The b-side to her first single, called “Piss Factory” described the helpless anger she felt while she worked on an assembly line in a factory. It also talks about the salvation she found in the form of a stolen book, Illuminations by a nineteenth century French poet named Arthur Rimbaud.
Arthur Rimbaud was the subject of many girlish daydreams for Patti, who found him to be like her boyfriend. He is also one of her biggest artistic influences when she was younger.
She still considers Robert to be one of the most important people in her entire life. Until he died in 1989, they were always friends. The photographs he took of her became covers of many of the Patti Smith Group albums. Patti also wrote essays for many of his books, starting from one, from his request, for Flowers, a book released after he died.
She has two kids, Jackson and Jesse, both with her husband Fred Smith, the former guitar player for MC5. Patti joked that the only reason she married him was so that she would not have to change her last name. She had another child that she gave up for adoption when she was eighteen years old.
Patti’s memoir, called “Just Kids” was given a National Book Award. She was given the prestigious title of Commandeur des Arts des Lettres by the French Republic. Patti also received a 2011 Polar Music Prize. She was inducted into the Rock and Roll Hall of Fame in the year 2007.
“Just Kids” is Patti’s memoir, and was released in the year 2010. It was the summer of riots and love, the summer that Coltrane died, and the summer a chance encounter that occurred in Brooklyn led two youngsters on the path of initiation, art, and devotion.

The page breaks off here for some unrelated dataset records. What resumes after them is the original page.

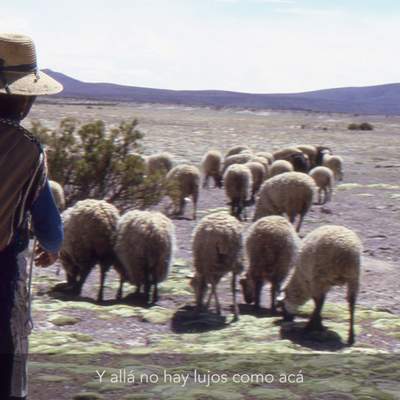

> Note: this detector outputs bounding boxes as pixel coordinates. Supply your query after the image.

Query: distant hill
[44,70,400,115]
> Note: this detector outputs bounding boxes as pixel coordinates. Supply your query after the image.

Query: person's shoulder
[0,118,42,152]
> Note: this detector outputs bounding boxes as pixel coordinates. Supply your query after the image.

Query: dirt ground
[26,104,400,400]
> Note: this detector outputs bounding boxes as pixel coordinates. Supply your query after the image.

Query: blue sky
[0,0,400,93]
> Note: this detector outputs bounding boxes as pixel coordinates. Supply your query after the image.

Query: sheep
[146,152,174,175]
[309,167,335,204]
[243,161,266,203]
[315,146,332,166]
[253,172,316,232]
[201,150,222,188]
[255,151,274,165]
[252,156,270,179]
[297,144,317,168]
[49,180,65,211]
[287,153,310,174]
[272,147,302,161]
[322,154,343,181]
[240,216,300,314]
[225,145,251,159]
[166,164,200,220]
[190,211,244,321]
[269,160,293,178]
[282,225,362,345]
[60,199,119,301]
[222,153,254,174]
[224,164,253,220]
[114,210,175,304]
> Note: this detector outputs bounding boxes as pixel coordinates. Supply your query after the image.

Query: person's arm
[31,181,64,266]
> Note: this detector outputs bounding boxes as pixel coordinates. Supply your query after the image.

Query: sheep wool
[284,225,362,344]
[146,152,174,175]
[243,161,265,201]
[166,164,200,219]
[269,160,293,178]
[225,146,251,158]
[254,172,316,232]
[240,216,300,313]
[191,212,243,320]
[201,150,222,188]
[224,164,253,219]
[60,199,119,301]
[309,167,335,204]
[115,210,175,303]
[322,154,343,181]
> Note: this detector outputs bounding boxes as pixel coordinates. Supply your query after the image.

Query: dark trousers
[0,247,18,400]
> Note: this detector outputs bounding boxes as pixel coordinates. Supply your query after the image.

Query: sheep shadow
[46,284,152,308]
[276,320,347,351]
[239,304,281,318]
[171,305,229,333]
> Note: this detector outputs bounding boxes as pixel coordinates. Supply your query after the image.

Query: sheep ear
[276,291,285,303]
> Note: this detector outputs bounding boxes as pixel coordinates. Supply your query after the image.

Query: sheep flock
[52,144,362,344]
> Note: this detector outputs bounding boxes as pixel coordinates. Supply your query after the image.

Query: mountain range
[44,69,400,115]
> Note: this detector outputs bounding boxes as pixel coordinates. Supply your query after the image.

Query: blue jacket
[30,181,64,253]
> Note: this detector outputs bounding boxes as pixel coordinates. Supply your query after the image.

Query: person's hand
[35,245,58,268]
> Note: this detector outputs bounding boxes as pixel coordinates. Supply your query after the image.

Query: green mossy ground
[30,260,400,400]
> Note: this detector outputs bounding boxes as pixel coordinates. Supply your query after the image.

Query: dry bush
[31,118,163,210]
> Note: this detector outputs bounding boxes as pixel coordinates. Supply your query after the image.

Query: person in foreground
[0,34,63,400]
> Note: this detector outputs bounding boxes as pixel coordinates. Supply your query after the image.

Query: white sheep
[269,160,293,178]
[240,216,300,313]
[243,161,266,203]
[296,144,317,168]
[255,151,274,165]
[283,225,362,345]
[309,167,335,204]
[49,179,65,211]
[191,212,243,320]
[225,145,251,158]
[222,153,254,174]
[252,156,270,180]
[166,164,200,219]
[146,152,174,175]
[254,172,316,232]
[322,154,343,181]
[272,146,302,161]
[201,150,222,188]
[224,164,253,220]
[60,199,119,301]
[115,210,175,304]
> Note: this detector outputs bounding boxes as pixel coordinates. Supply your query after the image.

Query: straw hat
[0,33,63,96]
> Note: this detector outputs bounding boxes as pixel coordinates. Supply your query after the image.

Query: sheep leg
[203,175,209,189]
[97,265,109,303]
[153,282,158,303]
[192,191,199,220]
[296,213,304,232]
[211,282,221,315]
[72,268,91,296]
[178,197,186,215]
[271,282,280,315]
[115,275,125,300]
[254,278,263,312]
[318,188,323,204]
[232,272,239,322]
[347,293,356,346]
[144,261,151,304]
[195,278,208,312]
[305,294,325,332]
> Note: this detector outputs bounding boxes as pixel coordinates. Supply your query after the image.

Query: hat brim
[0,71,63,96]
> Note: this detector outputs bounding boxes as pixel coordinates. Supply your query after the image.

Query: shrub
[347,122,374,131]
[31,118,163,210]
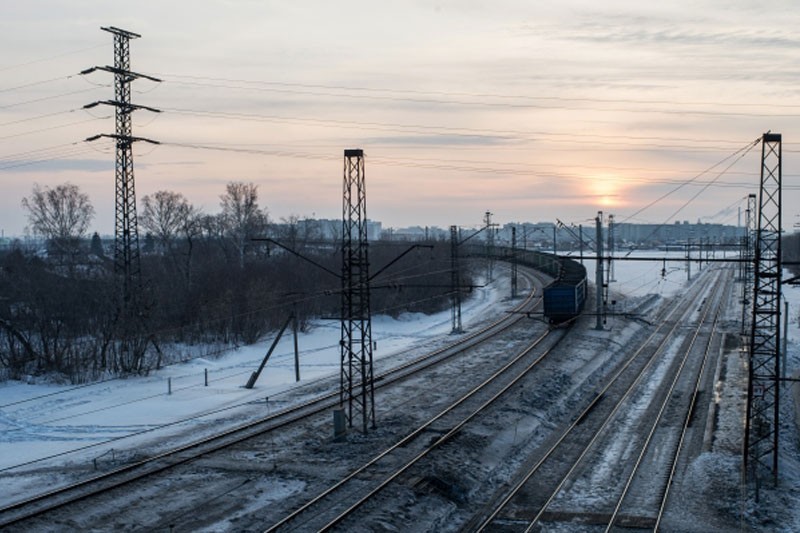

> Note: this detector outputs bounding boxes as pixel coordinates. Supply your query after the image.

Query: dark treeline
[0,231,470,382]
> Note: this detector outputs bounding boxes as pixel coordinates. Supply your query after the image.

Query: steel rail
[0,268,541,528]
[284,329,568,532]
[605,268,723,533]
[474,266,724,531]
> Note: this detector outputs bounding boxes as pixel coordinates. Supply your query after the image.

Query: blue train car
[544,257,588,324]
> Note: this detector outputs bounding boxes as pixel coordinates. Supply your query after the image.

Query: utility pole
[608,215,617,283]
[483,210,494,283]
[553,223,558,255]
[742,194,756,334]
[81,26,161,312]
[511,226,517,300]
[339,149,375,433]
[594,211,604,330]
[686,237,692,281]
[450,226,464,333]
[744,132,782,487]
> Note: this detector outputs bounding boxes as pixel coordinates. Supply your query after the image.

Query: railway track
[461,264,729,531]
[267,330,565,532]
[0,266,540,529]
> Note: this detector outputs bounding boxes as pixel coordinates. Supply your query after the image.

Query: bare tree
[139,191,198,251]
[220,181,267,268]
[22,183,94,253]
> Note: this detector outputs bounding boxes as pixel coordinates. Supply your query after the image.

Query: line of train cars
[462,244,588,325]
[543,257,588,325]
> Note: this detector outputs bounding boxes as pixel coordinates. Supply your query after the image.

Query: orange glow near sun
[587,174,625,208]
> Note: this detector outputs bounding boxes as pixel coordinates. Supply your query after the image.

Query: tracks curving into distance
[462,264,731,531]
[0,270,552,527]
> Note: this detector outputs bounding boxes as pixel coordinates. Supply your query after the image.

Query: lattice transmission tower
[81,26,161,310]
[339,149,375,433]
[744,133,782,487]
[741,194,758,334]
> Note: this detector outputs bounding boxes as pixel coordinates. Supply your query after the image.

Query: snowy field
[0,251,800,531]
[0,266,514,478]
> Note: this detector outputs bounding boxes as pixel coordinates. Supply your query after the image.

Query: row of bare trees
[0,182,462,381]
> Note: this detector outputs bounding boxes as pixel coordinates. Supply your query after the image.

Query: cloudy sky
[0,0,800,235]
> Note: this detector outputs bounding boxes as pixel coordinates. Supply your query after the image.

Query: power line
[622,138,761,222]
[164,108,756,151]
[0,75,72,93]
[0,85,110,109]
[0,44,103,72]
[159,74,800,116]
[0,115,111,140]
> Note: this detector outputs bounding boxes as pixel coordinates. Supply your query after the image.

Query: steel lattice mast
[742,194,756,334]
[450,226,464,334]
[744,133,782,487]
[81,26,161,308]
[339,149,375,433]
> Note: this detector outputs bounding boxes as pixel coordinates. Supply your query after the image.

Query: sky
[0,0,800,236]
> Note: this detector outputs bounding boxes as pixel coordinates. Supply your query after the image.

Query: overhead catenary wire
[616,137,761,242]
[620,137,761,222]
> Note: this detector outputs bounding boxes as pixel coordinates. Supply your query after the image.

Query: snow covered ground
[0,251,800,531]
[0,264,513,482]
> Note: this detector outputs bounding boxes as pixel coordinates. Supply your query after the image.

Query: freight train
[544,257,588,324]
[456,245,589,325]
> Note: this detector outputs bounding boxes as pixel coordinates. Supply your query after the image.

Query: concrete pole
[594,211,603,330]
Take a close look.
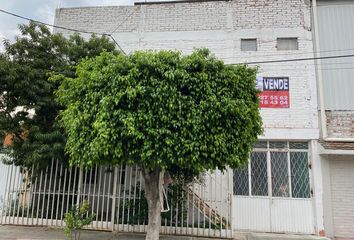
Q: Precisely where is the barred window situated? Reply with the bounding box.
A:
[277,38,299,51]
[234,141,310,198]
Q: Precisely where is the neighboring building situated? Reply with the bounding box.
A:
[55,0,324,234]
[314,0,354,238]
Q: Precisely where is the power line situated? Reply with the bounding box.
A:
[0,9,126,55]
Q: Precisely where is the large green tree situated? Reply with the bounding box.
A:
[56,49,262,240]
[0,22,118,167]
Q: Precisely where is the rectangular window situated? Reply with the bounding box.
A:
[241,38,257,52]
[251,152,268,196]
[277,38,299,51]
[234,165,249,196]
[233,141,311,198]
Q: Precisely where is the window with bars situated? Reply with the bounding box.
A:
[277,38,299,51]
[233,141,310,198]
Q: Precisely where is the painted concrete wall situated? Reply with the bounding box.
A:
[55,0,324,234]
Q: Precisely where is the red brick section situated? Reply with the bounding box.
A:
[3,134,12,146]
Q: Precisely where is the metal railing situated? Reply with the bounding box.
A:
[0,161,232,238]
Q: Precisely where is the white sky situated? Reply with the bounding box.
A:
[0,0,134,52]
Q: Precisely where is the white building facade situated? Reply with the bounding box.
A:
[55,0,324,235]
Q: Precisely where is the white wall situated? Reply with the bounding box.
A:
[55,0,318,139]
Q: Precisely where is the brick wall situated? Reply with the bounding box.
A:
[55,0,318,139]
[326,111,354,138]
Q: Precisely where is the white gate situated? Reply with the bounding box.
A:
[233,141,315,234]
[0,161,232,238]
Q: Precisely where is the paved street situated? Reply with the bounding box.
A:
[0,226,221,240]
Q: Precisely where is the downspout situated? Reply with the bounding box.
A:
[312,0,354,142]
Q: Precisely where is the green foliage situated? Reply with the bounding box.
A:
[118,183,188,226]
[0,22,117,170]
[57,49,262,176]
[64,201,94,240]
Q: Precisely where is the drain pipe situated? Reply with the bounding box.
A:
[312,0,354,142]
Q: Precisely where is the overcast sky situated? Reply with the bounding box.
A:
[0,0,134,52]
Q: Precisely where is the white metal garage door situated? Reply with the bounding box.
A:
[233,141,314,234]
[330,156,354,237]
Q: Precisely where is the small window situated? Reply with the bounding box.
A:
[241,38,257,52]
[277,38,299,51]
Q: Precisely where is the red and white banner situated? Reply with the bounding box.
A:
[257,77,290,108]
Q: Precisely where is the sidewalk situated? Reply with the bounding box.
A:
[0,225,215,240]
[0,226,328,240]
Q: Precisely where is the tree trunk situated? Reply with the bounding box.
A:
[143,168,164,240]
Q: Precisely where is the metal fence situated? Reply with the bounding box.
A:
[0,161,232,238]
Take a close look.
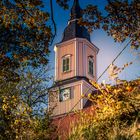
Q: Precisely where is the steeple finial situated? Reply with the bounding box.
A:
[70,0,82,20]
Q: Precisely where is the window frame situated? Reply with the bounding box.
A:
[59,87,71,102]
[62,54,71,73]
[88,56,94,77]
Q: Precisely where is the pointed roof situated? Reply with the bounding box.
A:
[70,0,82,20]
[61,0,90,42]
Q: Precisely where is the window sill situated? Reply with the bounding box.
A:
[88,72,95,78]
[62,70,71,74]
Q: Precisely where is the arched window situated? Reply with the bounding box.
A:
[88,56,94,76]
[62,55,71,72]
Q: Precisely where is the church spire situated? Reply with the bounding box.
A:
[61,0,90,42]
[70,0,82,21]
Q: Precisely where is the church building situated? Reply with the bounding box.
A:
[49,0,99,117]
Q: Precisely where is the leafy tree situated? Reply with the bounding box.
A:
[69,79,140,140]
[0,74,55,140]
[17,66,53,116]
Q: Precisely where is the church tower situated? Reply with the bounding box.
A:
[49,0,99,116]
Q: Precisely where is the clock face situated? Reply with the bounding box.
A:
[60,88,71,101]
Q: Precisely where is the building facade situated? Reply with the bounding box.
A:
[49,0,99,116]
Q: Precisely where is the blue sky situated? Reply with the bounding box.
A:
[45,0,140,82]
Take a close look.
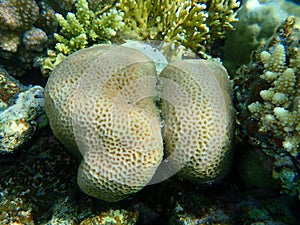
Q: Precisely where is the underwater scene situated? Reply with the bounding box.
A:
[0,0,300,225]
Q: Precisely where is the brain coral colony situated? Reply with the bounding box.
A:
[235,17,300,199]
[0,0,57,76]
[44,0,238,201]
[42,0,239,75]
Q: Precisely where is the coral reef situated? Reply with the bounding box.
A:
[0,67,44,153]
[45,44,234,202]
[117,0,239,54]
[45,45,163,201]
[80,210,138,225]
[41,0,239,75]
[0,0,57,76]
[39,0,124,75]
[235,16,300,198]
[223,0,300,74]
[160,59,234,183]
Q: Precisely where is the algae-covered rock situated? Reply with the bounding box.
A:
[0,67,44,153]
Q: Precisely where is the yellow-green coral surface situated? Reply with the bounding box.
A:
[235,16,300,198]
[42,0,239,74]
[45,44,233,202]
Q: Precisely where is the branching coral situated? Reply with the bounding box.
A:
[235,17,300,198]
[117,0,239,54]
[42,0,239,74]
[42,0,124,75]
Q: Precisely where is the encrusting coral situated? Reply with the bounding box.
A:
[45,44,233,202]
[235,16,300,198]
[42,0,239,75]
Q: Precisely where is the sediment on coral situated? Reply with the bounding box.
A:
[234,16,300,198]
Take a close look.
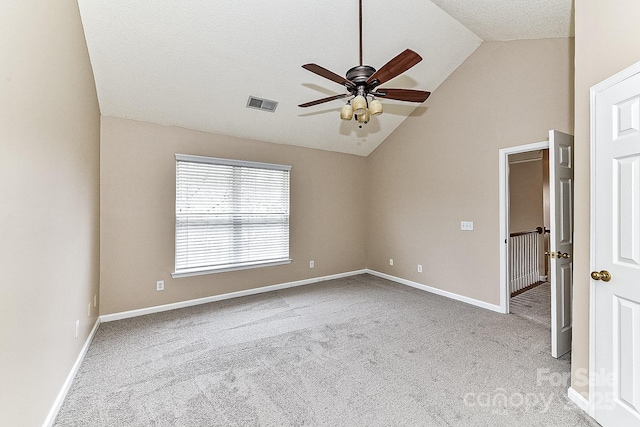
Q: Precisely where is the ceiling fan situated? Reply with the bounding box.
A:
[299,0,431,127]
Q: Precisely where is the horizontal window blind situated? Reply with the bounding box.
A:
[175,154,291,275]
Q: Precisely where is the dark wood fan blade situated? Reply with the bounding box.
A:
[367,49,422,88]
[376,88,431,102]
[298,93,350,107]
[302,64,356,87]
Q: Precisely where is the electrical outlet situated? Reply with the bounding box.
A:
[460,221,473,231]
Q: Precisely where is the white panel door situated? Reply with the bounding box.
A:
[589,61,640,427]
[549,130,573,357]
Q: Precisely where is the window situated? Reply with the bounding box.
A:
[173,154,291,277]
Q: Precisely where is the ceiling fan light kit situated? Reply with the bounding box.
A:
[299,0,431,127]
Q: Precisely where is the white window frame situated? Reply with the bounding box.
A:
[171,154,291,278]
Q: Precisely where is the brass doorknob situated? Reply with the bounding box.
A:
[591,270,611,282]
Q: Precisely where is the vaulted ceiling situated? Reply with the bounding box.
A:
[79,0,573,156]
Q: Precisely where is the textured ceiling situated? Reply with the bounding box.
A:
[79,0,571,156]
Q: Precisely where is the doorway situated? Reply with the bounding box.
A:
[508,149,551,330]
[500,141,549,314]
[499,130,573,358]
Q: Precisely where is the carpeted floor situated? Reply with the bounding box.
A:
[55,275,598,427]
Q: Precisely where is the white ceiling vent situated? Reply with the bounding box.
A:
[247,96,278,113]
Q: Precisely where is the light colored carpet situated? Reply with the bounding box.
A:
[509,282,551,330]
[55,275,598,427]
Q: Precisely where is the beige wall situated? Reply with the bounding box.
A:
[571,0,640,396]
[367,39,573,305]
[100,117,366,314]
[0,0,100,426]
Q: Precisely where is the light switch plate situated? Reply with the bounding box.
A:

Patti Smith would evolve both as a performer and poet, while Robert Mapplethorpe would direct his highly provocative style toward photography. Bound in enthusiasm and innocence, they made their way around the city from Forty-second Street to Coney Island, and eventually they went to Max’s Kansas City, where Andy Warhol’s contingent held court.
In the year 1969, the two set up shop at the Hotel Chelsea and quickly entered a community made up of the famous and infamous alike, the colorful fringe as well as the influential artists of the time. The period is one of heightened awareness, when the worlds of rock and roll, sexual politics, art, and poetry collide and explode. Within this milieu, this pair make a pact to take care of one another. Romantic, scrappy, committed to create, and fueled by mutual drives and dreams, they provide and prod each other during their hungry times.
“Year of the Monkey” is a non-fiction book, and was released in the year 2019. After a series of New Year’s concerts at San Francisco’s legendary Fillmore, Patti tramps the coast of Santa Cruz about to go off on an entire year of solitary wandering. Unfettered by either time or logic, she pulls her readers into her private wonderland, without any design yet heeding signs. Like the talking sign that hangs right up above her, prodding and dueling like the Cheshire Cat.
In the month of February, a bizarre lunar year starts, and with it are inescapable sorrow, unexpected turns, and heightened mischief. Patti Smith, who is always exploring, curious, tracking thoughts, and writing the year is one of reckoning with all of the changes in life. Aging, loss, and a dramatic shift in America’s political landscape.
She melds with her own Dreamscape with the Western landscape. She goes from Southern California off to the Arizona desert. Then it is to a Kentucky farm playing the part of amanuensis of a buddy in crisis, then she visits a valued mentor in their hospital room. Then Smith goes back to imagined places and places remembered.